Raising hundreds of millions in capital from investors, including former US vice-president Al Gore, is a critical part of the Octopus story. This gave Jackson the financial firepower for a succession of game-changing acquisitions that were also partly made possible due to the energy crisis that began when Russian President Vladimir Putin launched the full-scale invasion of Ukraine in early 2022.

Later that year, Octopus was able to snap up Bulb, until then the UK’s seventh largest supplier with 1.5 million customers. A year later, the company bought Shell Energy Retail, the fuel giant’s UK household electricity and gas arm. This brought in another 1.3 million customers.

Octopus’s tentacles have also spread overseas by buying German green energy outfit 4hundred and France’s Plüm Énergie. Jackson now runs a group operating across 26 countries. Annual turnover has ballooned to £15.4bn, up almost 525 per cent in two years.

Ovo Energy

Stephen Fitzpatrick set up Ovo in 2009 with a vision to shake up the UK’s domestic energy market, then long dominated by six large players.

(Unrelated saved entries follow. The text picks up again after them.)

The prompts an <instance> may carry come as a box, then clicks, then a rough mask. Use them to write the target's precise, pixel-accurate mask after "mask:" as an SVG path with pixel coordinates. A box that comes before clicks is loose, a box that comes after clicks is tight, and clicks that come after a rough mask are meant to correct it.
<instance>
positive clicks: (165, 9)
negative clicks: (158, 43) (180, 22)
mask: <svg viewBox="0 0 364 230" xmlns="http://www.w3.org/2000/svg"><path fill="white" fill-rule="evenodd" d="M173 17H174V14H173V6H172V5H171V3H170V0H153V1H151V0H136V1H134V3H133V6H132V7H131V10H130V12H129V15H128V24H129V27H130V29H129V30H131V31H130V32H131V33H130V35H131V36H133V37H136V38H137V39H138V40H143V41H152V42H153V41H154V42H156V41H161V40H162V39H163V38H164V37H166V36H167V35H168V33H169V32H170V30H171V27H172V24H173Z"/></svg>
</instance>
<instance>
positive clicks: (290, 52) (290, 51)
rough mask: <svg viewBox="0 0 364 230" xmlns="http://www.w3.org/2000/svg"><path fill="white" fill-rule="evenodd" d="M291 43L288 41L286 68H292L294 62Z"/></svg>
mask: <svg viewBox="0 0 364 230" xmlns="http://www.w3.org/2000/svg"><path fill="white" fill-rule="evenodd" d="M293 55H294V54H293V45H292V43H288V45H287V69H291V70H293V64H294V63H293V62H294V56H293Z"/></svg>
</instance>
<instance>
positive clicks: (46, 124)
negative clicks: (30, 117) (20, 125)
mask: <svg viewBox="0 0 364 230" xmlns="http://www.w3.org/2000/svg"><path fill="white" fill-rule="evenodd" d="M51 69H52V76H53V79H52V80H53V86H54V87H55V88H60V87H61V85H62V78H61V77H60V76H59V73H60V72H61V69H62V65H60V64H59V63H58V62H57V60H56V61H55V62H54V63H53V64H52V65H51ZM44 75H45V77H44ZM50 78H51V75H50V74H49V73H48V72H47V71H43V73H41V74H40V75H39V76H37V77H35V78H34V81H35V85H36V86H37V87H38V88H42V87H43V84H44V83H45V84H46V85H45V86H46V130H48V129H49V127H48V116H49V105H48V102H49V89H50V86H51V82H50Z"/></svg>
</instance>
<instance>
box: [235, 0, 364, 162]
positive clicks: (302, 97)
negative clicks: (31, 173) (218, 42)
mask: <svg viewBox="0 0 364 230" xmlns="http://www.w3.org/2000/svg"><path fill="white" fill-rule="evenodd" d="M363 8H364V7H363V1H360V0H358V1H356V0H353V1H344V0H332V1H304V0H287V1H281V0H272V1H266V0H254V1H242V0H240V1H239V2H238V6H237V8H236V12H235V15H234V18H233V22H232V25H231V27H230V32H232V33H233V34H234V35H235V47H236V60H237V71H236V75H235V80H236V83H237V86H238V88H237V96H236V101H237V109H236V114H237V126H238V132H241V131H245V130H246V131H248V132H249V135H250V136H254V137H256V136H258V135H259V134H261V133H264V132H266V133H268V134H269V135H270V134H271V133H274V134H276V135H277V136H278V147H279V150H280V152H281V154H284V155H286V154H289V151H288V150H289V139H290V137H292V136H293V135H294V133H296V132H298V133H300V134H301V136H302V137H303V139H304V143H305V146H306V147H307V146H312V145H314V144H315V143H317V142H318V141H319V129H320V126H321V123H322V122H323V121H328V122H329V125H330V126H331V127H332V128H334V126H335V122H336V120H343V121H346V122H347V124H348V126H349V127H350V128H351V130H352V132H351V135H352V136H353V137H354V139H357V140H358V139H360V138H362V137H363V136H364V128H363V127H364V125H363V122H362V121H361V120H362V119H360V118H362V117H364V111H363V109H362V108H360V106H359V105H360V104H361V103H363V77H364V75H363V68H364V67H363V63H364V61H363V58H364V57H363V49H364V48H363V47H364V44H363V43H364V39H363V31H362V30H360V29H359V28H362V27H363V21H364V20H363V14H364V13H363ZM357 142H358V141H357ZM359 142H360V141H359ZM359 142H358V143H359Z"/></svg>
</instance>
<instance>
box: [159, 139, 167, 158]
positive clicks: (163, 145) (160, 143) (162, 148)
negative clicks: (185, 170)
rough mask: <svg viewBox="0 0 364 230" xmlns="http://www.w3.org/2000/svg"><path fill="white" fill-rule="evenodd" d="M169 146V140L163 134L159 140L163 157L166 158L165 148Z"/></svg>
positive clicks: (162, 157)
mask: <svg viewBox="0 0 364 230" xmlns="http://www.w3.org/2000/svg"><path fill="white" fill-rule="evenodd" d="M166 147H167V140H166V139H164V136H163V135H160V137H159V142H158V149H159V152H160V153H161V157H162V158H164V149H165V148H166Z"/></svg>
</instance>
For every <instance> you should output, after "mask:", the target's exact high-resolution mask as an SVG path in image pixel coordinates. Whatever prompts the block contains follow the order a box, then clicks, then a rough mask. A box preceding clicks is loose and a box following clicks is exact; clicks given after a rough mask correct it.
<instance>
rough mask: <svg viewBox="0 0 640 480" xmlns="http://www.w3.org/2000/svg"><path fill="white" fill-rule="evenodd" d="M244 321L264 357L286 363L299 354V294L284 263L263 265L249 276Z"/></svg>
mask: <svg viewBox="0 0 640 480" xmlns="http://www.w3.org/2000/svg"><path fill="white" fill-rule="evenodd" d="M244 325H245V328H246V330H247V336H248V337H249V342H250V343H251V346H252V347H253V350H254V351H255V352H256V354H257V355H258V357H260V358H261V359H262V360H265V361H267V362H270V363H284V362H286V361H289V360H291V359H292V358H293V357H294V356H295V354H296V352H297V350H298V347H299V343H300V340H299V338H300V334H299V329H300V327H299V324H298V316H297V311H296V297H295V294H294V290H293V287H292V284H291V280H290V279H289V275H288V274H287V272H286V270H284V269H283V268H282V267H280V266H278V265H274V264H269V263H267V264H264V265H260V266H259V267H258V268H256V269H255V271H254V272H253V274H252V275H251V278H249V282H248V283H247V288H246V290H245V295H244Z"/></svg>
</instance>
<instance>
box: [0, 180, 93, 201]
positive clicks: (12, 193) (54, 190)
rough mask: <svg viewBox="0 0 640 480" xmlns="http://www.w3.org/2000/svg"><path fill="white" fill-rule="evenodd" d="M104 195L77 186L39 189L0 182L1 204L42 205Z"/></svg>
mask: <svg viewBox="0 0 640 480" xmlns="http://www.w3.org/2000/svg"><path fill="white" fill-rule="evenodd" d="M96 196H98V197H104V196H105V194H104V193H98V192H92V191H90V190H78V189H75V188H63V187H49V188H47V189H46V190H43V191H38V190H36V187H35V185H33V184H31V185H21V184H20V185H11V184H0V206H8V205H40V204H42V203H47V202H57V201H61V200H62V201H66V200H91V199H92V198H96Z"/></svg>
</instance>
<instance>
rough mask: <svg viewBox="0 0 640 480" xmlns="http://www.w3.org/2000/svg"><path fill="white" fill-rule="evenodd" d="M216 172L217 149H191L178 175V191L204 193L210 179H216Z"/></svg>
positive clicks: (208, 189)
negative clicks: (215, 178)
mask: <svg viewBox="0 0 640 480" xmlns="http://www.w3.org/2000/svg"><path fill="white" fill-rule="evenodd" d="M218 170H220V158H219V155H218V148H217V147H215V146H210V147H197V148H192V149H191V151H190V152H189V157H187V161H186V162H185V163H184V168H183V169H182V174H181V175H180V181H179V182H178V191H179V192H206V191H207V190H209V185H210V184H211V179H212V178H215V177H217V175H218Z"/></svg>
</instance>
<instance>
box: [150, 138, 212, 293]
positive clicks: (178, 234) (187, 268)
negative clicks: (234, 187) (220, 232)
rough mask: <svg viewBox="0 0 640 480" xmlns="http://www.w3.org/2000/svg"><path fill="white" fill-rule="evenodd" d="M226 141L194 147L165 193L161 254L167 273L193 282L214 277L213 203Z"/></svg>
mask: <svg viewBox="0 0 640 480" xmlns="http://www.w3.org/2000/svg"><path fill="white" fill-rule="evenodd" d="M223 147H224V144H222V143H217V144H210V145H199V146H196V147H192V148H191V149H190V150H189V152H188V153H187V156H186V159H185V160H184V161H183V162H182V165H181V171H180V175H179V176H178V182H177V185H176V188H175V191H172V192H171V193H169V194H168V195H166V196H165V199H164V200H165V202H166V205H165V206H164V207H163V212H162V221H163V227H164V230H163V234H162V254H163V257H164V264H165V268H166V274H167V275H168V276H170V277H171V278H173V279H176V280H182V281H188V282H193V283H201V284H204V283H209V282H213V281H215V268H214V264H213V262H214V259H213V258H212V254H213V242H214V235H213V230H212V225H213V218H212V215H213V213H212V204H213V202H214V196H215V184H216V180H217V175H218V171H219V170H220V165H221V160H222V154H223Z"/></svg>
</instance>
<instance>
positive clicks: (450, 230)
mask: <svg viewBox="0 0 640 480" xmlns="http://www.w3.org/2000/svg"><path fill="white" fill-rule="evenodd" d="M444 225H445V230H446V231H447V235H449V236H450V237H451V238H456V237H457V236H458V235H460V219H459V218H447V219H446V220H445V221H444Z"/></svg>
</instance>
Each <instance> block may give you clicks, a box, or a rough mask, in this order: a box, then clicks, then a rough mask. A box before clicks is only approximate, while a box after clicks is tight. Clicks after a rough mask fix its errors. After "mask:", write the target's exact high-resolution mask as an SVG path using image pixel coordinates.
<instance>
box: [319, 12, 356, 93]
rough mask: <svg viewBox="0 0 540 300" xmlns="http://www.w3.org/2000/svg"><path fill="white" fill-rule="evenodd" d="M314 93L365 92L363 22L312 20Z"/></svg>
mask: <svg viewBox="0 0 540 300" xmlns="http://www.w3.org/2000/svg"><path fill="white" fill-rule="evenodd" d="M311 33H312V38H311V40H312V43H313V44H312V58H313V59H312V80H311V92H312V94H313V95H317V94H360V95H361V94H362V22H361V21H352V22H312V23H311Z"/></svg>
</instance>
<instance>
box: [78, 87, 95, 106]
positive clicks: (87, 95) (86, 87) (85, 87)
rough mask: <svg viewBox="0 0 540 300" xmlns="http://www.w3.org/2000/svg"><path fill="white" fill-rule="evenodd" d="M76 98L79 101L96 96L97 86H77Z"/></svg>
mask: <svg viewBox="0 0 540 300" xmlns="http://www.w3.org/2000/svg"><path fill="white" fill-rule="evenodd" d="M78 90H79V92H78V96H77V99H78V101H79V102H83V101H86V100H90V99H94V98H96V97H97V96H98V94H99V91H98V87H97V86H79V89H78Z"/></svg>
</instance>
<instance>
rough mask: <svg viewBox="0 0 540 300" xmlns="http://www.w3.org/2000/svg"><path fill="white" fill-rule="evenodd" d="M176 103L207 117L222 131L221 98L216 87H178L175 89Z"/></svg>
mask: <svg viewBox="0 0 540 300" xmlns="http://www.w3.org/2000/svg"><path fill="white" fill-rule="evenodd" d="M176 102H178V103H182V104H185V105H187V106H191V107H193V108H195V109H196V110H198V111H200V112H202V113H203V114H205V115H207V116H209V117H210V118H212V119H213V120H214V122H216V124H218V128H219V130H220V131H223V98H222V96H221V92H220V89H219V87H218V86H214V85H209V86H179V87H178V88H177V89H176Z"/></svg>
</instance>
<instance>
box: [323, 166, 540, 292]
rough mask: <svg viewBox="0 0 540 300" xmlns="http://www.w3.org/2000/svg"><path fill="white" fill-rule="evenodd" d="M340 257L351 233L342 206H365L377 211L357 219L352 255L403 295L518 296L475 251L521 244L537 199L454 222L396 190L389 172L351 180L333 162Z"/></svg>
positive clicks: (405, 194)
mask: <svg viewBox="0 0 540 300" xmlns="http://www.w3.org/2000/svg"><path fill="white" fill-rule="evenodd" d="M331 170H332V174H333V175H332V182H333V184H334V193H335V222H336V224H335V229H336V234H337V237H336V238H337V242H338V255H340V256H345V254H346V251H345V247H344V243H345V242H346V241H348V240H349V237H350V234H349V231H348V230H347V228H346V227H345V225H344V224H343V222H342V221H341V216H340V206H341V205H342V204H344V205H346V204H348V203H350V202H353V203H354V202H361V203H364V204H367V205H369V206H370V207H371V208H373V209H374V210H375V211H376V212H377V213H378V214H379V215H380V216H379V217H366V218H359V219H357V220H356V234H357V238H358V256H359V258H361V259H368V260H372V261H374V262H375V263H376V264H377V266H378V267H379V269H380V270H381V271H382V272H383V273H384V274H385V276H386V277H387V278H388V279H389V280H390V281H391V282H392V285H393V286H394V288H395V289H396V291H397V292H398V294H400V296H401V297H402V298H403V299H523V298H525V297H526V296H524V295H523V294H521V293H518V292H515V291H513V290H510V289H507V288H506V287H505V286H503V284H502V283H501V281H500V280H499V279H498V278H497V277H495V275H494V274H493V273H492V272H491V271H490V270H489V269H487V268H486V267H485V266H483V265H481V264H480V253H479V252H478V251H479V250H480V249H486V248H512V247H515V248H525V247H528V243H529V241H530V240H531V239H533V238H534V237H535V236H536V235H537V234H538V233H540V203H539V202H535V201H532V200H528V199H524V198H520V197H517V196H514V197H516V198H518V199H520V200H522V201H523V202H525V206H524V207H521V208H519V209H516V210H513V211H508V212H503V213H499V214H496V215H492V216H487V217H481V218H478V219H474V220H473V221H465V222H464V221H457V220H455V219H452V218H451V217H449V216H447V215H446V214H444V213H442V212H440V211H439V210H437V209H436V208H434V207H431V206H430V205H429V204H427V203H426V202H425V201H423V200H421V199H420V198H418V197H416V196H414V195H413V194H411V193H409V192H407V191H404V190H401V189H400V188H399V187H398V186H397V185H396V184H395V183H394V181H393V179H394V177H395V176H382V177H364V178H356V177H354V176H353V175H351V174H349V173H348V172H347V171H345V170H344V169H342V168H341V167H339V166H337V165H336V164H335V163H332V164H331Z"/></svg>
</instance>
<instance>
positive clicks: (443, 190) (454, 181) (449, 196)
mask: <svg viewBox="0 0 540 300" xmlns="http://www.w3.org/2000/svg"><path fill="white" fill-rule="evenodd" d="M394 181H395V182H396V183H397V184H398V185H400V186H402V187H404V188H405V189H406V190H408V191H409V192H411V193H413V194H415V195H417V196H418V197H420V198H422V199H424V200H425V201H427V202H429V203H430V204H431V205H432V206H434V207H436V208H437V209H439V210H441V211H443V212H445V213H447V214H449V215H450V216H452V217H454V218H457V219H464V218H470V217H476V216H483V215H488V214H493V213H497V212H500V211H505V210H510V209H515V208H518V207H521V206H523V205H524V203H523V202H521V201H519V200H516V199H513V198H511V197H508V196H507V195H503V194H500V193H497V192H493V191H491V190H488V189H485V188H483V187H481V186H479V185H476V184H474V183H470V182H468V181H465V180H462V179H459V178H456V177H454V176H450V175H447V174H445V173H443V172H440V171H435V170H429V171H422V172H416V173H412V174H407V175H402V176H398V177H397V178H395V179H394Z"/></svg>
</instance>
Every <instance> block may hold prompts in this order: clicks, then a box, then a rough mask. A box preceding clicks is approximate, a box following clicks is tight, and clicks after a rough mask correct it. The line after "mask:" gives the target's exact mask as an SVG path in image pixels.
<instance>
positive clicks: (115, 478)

It must have seemed quite the gamble. The son of a Belfast grocer, Fitzpatrick had until then been working in investment banking and his entrepreneurial endeavours were largely limited to a property freesheet he ran while studying at Edinburgh University.

Nevertheless, he and his then wife Sophie sold their home and used £350,000 of the proceeds to set up their Bristol-based green energy supplier.

It took 11 years before they hit the big time. Shortly before the Covid pandemic began, Ovo bought FTSE 100 giant SSE’s domestic energy business for £500m. The acquisition saw Fitzpatrick’s customer base leap from 1.5m to 5m – and suddenly Ovo was the UK’s third largest energy supplier.

“He went from David to Goliath with one deal,” one industry chief executive says of Fitzpatrick.

Although now overtaken by fellow new market entrant Octopus, Ovo’s revenues have continued to rise, partly due to the recent energy crisis. Over the past three years, sales growth is up 750 per cent, with annual profits exceeding £1bn. Fitzpatrick still controls the company, despite selling stakes to Mitsubishi Corporation, Mayfair Equity Partners and Morgan Stanley Investment Management.

A long-term admirer of Sir Richard Branson, Fitzpatrick shares the Virgin billionaire’s eclectic mix of entrepreneurial pursuits. The Ulsterman has floated his flying taxi venture Vertical Aerospace on the New York stock exchange and once dabbled in Formula One. He has also bought Kensington Roof Gardens, a famous London nightspot previously owned by Branson.